MENJAWAB
SALAM VIA WA
Seringkali kang udin menerima whatsapp demi
menanyakan keberadaan kang udin yang bujang, setiap kali pesan yang diterima
selalu diawali dengan kalimat “assalamu’alaikum” . Kang udin pun bingung karena
merasa harus menjawab salam dari pesan tersebut.
Bagaimanakah seharusnya sikap kang udin dan
bagaimanakah hukum menjawab salam tersebut?
Wajib menjawab salam via tulisan (wa, sms, mesenger dan
lain-lain) dengan ucapan atau tulisan. Kecuali ketika penerima salam sedang
sibuk ibadah atau kegiatan yang lainnya seperti kencing, berak, berdo’a. Ketika sibuk ibadah dan lainnya
maka pengirim salam tidak berhak
menerima jawaban.
َالحَاصِلُ
لَا بُدَّ فِي وُجوبِ الرَّدِّ ، مِنْ صيغَةٍ شَرْعيَّةٍ مِنْ المُرْسَلِ أَوْ
الرَّسولِ ، بِخِلَافِ مَا إِذَا لَمْ تُوجَدْ مِنْ واحِدٍ مِنْهُمَا ، كَأَنْ
قَالَ المُرْسِلُ سَلِّمَ لِي عَلَى فُلانٍ ، فَقَالَ الرَّسولُ لِفُلَانٍ زَيْدٌ
يُسَلِّمُ عَلَيْكَ ، فَلَا يَجِبُ الرَّدُّ ( قَوْلُهُ : وَبِهِ اَلْخُ )
مَعْطُوفٌ عَلَى بِاللَّفْظِ : أَيْ وَيَلْزَمُ المُرْسَلَ إِلَيْهُ الرَّدُّ
فَوْرًا بِاللَّفْظِ أَوْ بِالْكِتَابَةِ ، فِيمَا إِذَا أَرْسَلَ لَهُ السَّلامُ
فِي كِتابٍ فَيَلْزَمُ الرَّدُّ إِمَّا بِاللَّفْظِ أَوْ بِالْكِتَابَةِ (إعانة
الطالبين على حل ألفاظ فتح المعين : ج 4 ص 215)
“Kesimpulannya
, wajib menjawab salam apabila salam dengan shigat syar’i (lafadz yang
disyariatkan) baik dari pengirim atau utusan, berbeda dengan salam yang tidak
diajarkan syari’at seperti pengirim salam berkata : “salamkanlah kepada fulan
untuk ku” kemudian utusan tersebut berkata kepada fulan : “zaid mengucapkan
salam kepadamu” maka tidak wajib dijawab. Penerima salam wajib segera memnjawab
salam dengan lafadz atau tulisan. Jika seseorang mengirim salam di dalam buku
(sms,wa) maka wajib menjawab salam dengan ucapan atau tulisan” (‘Ianah
al-Thalibin ala Halli Alfadzi Fath al-Mu'in, 4:215)

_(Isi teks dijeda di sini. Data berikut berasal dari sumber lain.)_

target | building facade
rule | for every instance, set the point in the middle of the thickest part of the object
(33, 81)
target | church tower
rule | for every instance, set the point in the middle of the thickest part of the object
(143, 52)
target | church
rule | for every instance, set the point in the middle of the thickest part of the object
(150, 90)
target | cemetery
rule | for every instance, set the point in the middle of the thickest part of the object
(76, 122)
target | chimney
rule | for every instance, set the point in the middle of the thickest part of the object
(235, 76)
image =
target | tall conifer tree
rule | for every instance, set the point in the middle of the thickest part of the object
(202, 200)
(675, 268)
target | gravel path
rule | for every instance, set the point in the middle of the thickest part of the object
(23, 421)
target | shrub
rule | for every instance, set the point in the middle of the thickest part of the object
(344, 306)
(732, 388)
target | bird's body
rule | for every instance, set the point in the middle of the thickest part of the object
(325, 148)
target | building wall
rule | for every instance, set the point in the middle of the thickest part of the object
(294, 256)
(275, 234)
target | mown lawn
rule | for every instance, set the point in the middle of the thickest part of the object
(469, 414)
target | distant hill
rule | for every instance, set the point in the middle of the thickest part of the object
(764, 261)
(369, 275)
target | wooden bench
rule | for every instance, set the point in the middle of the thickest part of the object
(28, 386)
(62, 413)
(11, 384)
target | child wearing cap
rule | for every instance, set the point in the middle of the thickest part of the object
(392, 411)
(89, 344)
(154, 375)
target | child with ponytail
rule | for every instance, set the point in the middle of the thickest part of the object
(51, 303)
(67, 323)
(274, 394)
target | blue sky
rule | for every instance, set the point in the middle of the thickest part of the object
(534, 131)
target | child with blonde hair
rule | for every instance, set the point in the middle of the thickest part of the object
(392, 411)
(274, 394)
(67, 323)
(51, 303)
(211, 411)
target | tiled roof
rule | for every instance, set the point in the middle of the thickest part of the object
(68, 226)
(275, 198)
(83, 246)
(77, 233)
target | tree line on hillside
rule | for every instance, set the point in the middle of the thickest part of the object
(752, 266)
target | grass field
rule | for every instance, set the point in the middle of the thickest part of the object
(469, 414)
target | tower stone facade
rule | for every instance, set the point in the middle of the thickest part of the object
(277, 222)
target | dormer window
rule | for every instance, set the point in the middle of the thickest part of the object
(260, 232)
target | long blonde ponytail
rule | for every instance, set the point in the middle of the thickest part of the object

إِذَا كَانَ المُسَلَّمُ عَلَيْهِ
مُشْتَغِلاً بِالْبَوْلِ أَوِ الْجِمِاعِ أَوْ نَحْوِهِمَا فَيُكْرَهُ أَنْ
يُسَلَّمَ عَلَيْهِ، وَلَوْ سَلَّمَ لَا يَسْتَحِقُّ جَوَاباً، وَمِنْ ذَلِكَ مَنْ
كَانَ نَائِماً أَوْ نَاعِساً، وَمِنْ ذَلِكَ مَنْ كَانَ مُصَلِّياً أَوْ
مُؤَذِّناً فِي حَالِ أَذَانِهِ أَوْ إِقَامَتِهِ الصَّلَاةَ، أَوْ كَانَ فِي
حَمَامٍ أَوْ نَحْوِ ذَلِكَ مِنَ الْأُمُوْرِ الَّتِي لَا يُؤَثِّرُ السَّلَامُ
عَلَيْهِ فِيْهَا، وَمِنْ ذَلِكَ إِذَا كَانَ يَأْكُلُ وَالْلُقْمَةُ فِي فَمِّهِ،
فَإِنْ سَلَّمَ عَلَيْهِ فِي هَذِهِ الْأَحْوَالِ لَمْ يَسْتَحِقَّ جَوَاباً
(الأذكار للنووي ت الأرنؤوط ص 251).
“Ketika
penerima salam sedang kencing, jima’ dan lain-lain maka dimakruhkan mengucapkan
salam kepadanya. Jika seseorang tetap salam maka ia tidak berhak mendapatkan
jawaban. Diantara yang lainnya adalah orang yang tidur, ngantuk, shalat, adzan,
iqamah, berada di kamar mandi, orang yang makan sedangkan pulukannya berada
dimulut dan lain-lain yaitu perkara-perkara yang mana ketika mengucapkan salam
tidak berdampak pada penerima salam, maka semua kondisi ini pengirim salam
tidak berhak mendapat jawaban”(al-Adzkar li al-Nawawi, :251).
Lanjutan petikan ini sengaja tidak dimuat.